Une deuxième entrevue
Andy revient à Paris en octobre 2024 toujours chez Virgil où j’essaye un premier patronage de la veste et du pantalon, non finis, ce qui laisse place à des ajustements. Précisément ce à quoi sert l’expérience grande mesure : le client fait vivre son costume à travers les différentes étapes de confection et d’essayages – fittings en Anglais.
Le tailleur Hongkongais exécute pour moi son house style, à savoir des épaules légèrement tombantes, un cran de revers bas et une jolie courbure de la veste. Suit Artisan est le fruit du mélange de la culture sartoriale Anglaise et Hongkongaise, Andy ayant fait ses armes chez le prestigieux tailleur Gieves & Hawkes à Savile Row.

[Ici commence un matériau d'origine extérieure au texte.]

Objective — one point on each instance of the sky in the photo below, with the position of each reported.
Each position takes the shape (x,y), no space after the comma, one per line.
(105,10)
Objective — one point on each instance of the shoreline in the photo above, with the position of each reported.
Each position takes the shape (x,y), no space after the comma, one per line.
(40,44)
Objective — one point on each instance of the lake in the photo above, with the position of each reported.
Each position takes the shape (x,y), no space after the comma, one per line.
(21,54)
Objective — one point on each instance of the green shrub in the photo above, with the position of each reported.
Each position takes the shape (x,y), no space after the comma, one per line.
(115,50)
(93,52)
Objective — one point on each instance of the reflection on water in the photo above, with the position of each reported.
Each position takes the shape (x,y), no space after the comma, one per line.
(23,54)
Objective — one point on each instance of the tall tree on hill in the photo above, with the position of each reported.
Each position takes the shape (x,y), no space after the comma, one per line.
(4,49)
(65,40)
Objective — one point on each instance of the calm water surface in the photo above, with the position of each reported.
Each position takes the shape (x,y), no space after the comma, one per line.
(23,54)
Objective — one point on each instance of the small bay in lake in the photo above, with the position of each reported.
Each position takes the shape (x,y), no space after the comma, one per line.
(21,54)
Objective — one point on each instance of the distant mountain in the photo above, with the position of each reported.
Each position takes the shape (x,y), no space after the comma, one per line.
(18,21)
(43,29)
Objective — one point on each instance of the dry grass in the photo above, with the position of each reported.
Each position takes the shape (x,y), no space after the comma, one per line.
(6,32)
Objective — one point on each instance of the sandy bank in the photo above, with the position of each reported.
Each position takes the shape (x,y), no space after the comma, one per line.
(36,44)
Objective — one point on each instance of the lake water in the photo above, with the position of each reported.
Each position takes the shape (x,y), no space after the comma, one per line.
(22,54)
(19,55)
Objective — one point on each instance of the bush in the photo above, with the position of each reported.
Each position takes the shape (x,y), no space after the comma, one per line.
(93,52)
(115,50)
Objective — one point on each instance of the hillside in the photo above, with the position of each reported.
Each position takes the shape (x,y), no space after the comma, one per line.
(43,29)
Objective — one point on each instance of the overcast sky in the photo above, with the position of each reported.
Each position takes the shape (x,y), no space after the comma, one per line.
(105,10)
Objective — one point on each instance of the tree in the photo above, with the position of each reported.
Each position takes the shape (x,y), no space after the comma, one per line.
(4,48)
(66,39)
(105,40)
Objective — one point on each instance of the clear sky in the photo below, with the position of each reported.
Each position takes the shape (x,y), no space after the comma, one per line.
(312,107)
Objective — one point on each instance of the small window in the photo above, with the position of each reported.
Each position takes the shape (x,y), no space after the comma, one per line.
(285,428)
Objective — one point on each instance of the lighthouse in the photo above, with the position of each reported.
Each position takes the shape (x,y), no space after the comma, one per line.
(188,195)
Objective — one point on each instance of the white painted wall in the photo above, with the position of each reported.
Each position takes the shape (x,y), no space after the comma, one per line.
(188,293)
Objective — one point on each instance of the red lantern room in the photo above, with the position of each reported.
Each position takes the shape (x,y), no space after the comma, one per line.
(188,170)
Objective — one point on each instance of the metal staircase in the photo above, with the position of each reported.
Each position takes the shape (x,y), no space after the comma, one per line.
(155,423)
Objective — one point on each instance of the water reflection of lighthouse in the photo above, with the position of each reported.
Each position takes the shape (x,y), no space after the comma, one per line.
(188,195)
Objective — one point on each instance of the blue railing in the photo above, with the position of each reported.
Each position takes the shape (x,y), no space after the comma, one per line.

Cette deuxième rencontre sert donc de premiers ajustements, le travail n’est toujours pas terminé.
Une troisième entrevue
En février 2025, Andy revient à Paris pour un trunkshow et tient désormais ses quartiers dans un hôtel non loin de la station Bourse, dans le 9ème arrondissement. Cette rencontre fut plus intimiste et laisse place au deuxième essayage : la veste est quasiment finie, le pantalon également mais quelques ajustements sont toujours à prévoir tels que rallonger le pantalon, décintrer la veste ou encore s’assurer que les dimensions et le confort au niveau des emmanchures soient optimales.
La délivrance et livraison
C’est en septembre 2025 que je reçois enfin le costume terminé et livré. Je suis globalement satisfait de cette première expérience bespoke. J’ai laissé carte blanche au tailleur afin qu’il exécute le complet selon ses désirs. S’il y avait une chose à reprendre, je pense que ce serait les épaules, un peu trop large à mon goût. Je tiens à préciser qu’il est tout à fait possible de choisir les détails voulus pour la confection de son costume, veste ou pantalon.
À l’époque, le prix pour ce costume bespoke était d’environ 1 500 €, une somme très raisonnable lorsque l’on considère que certains faiseurs parisiens proposent ce prix pour un costume en demi-mesure.
Cher lecteur, la visée de cet article n’était pas de décortiquer la façon ou la technique du costume – bien sûr qu’il y a des finitions mains, que la veste est entoilée – mais de montrer qu’il existe une alternative compétente aux tailleurs européens. Andy est véritablement un artisan du costume.